Personal information
- Nationality: Sudanese
- Born: 18 December 1956 (age 69)
- Height: 1.74 m (5 ft 9 in)
- Weight: 64 kg (141 lb)

Sport
- Sport: Track
- Events: 800 meters, 1500 meters, Mile

Achievements and titles
- Personal bests: 800 metres: 1:44.75 1500 metres: 3:33.28 Mile: 3:53.28

Medal record
Men's athletics
Representing Sudan
African Championships
| Gold medal – first place | 1985 Cairo | 1500 m |
| Silver medal – second place | 1979 Dakar | 800 m |
| Silver medal – second place | 1984 Rabat | 1500 m |
| Bronze medal – third place | 1984 Rabat | 800 m |

= Omer Khalifa =

Sudanese retired middle distance runner (born 1956)
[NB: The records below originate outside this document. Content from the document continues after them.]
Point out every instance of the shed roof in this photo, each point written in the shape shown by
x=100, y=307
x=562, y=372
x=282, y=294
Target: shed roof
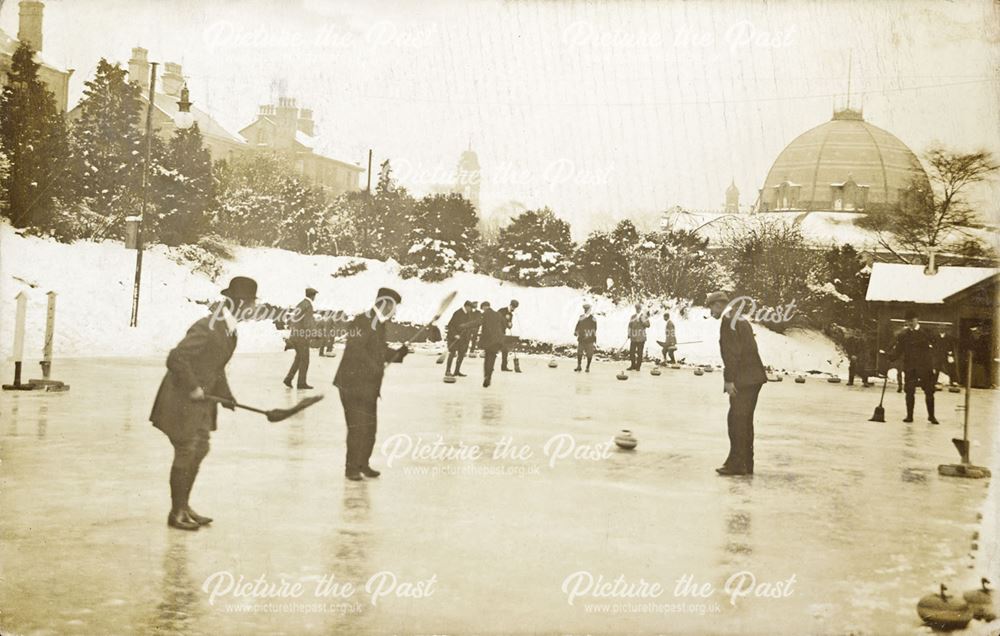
x=897, y=282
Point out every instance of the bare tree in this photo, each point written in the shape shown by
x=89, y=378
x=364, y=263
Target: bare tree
x=935, y=215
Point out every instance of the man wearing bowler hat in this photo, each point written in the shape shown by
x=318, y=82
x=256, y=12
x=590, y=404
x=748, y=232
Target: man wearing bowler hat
x=914, y=348
x=359, y=379
x=743, y=375
x=303, y=328
x=196, y=367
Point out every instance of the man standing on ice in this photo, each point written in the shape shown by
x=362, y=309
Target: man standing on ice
x=459, y=331
x=491, y=337
x=359, y=378
x=915, y=347
x=196, y=367
x=637, y=326
x=302, y=330
x=507, y=313
x=669, y=339
x=586, y=337
x=744, y=375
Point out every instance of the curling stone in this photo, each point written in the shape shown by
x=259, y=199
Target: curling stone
x=981, y=602
x=626, y=440
x=943, y=611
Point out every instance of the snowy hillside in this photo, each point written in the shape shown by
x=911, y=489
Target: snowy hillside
x=94, y=286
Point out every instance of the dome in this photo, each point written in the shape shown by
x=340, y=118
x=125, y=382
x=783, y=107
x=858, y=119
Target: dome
x=845, y=164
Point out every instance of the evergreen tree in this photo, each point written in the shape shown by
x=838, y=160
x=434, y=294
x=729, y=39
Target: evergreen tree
x=108, y=146
x=442, y=237
x=185, y=189
x=33, y=139
x=263, y=202
x=536, y=249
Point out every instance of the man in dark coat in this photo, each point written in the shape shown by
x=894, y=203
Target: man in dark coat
x=477, y=321
x=586, y=337
x=459, y=332
x=743, y=375
x=303, y=328
x=914, y=347
x=857, y=347
x=509, y=341
x=491, y=337
x=196, y=367
x=637, y=326
x=359, y=378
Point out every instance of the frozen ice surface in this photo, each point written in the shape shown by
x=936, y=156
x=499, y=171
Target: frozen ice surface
x=854, y=510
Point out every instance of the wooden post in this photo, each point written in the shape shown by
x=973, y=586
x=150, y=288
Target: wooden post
x=18, y=351
x=50, y=322
x=968, y=389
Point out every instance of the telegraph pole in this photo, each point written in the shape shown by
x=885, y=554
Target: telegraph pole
x=134, y=322
x=369, y=171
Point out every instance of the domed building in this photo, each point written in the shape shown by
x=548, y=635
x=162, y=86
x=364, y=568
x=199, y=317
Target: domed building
x=845, y=165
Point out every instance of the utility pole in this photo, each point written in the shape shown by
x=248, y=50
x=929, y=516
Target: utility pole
x=134, y=322
x=369, y=171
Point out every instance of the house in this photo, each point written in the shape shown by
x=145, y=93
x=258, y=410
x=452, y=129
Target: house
x=30, y=32
x=959, y=302
x=220, y=142
x=285, y=128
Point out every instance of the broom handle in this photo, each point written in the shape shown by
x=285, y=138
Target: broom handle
x=218, y=400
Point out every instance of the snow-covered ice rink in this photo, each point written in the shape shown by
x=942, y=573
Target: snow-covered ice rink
x=846, y=521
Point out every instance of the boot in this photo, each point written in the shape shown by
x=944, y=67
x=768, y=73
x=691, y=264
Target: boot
x=181, y=521
x=929, y=400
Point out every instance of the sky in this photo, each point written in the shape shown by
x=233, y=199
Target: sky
x=598, y=110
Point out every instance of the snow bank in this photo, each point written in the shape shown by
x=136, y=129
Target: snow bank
x=93, y=281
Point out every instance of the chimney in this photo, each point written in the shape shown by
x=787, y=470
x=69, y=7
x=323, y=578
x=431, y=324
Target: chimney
x=173, y=80
x=138, y=68
x=29, y=29
x=306, y=123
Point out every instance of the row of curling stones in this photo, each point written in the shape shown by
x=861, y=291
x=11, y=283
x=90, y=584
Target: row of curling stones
x=626, y=440
x=944, y=611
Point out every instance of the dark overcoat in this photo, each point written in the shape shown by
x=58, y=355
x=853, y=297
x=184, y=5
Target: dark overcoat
x=198, y=360
x=740, y=358
x=365, y=355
Omer Khalifa (born 18 December 1956) is a Sudanese retired middle distance runner who set a national record of 3:33.28 minutes over 1500 meters in Grosseto of 1986. Prior to this, he won silver medals in the 800 m and 1500 m races at the Olympic Boycott Games in 1980. Khalifa won the 1500 m race at the World Cup 1985 in Canberra. He finished fifth in the 1500 m final at the 1987 World Championships in Athletics in Rome and eighth in the 1984 Summer Olympics in the same event. He also competed at the 1988 Summer Olympics, finishing 12th.

==Running career==
Khalifa ran at the 1983 World Championships in Helsinki, both in the 800 meters and over 1500 meters, but different from each in the flow. In 1984 he reached at the Olympic Games in Los Angeles the finals over 1500 meters and finished second in 3:37.11 minutes eighth place, about 800 meters he missed his fifth semifinal in 1:44.87 minutes only just the final. In 1985 Khalifa won the 1500 meter race at the World Cup in Canberra. His best finish at a world championship took place at the 1987 World Championships in Rome, when he was in fifth over 1500 meters in a track separation. At the 1988 Summer Olympics Khalifa reached the 1500 meters in the finals again. In the course of the race he led for a long time in the top, but fell in the final sprint to twelfth and last place.

Khalifa studied at Loughborough University during the same time when Sebastian Coe and David Moorcroft studied. During his career in competitive running he was 1.77 meters tall and weighed 64 kilograms.

He won the British AAA Championships title in the 800 metres event at the 1980 AAA Championships.

==In popular culture==
Khalifa is the protagonist of the 1988 video game The Race Against Time.